Google Translate has mistranslated two idiomatic phrases, but a Polish speaker is probably going to realize that something is wrong here and could investigate to find out what was intended.

Similarly, if I use Google Translate to translate, say, wiercić komuś dziurę w brzuchu, and I get "to drill a hole in the stomach," it doesn't create misunderstanding. It simply becomes an occasion for investigation and further learning.

"a bet" (as in "I'll make book on that.")

By the way, "make book" refers to the bookie's side of the operation, not the action of the people who place the bets.

"When he makes his book on a race, he sets the odds on each runner so that the money he receives in bets should exceed the amount he will have to pay out whatever the result of the race."

phrases.org.uk/bulletin_board/30/messages/2172.html
Lyzko 20 | 6,340
26 Dec 2018  #26
Thank you, mhurwicz, only I was using it in the purely vernacular sense of "Oh I'll make book on it!"= I'd bet my life on it:-)

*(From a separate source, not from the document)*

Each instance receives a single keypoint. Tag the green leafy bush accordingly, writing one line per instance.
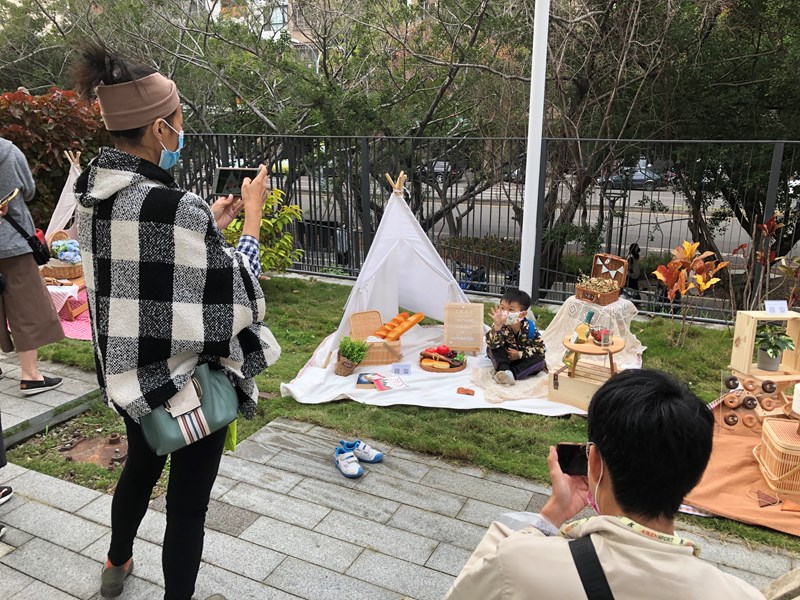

Here again, we've hit the nail on the head! Your sentence from Polish into English is, of course, a textbook example of my LEAST favorite of the world's "languages", translatorese, in which many out there are fluent without even knowing itLOL

Recently, I witnessed yet another Google marvel of translation, "Dziekuje z gory!" - I thank you from a mountain, instead of "Thank you in advance!".
OP mhurwicz 8 | 16
20 Jan 2019  #27
A long but good article on machine translation:

cairn.info/revue-francaise-de-linguistique-appliquee-2003-2-page-99.htm
Lyzko 20 | 6,340
20 Jan 2019  #28
Thanks for that, mhurwicz. Will ck it out ASAP!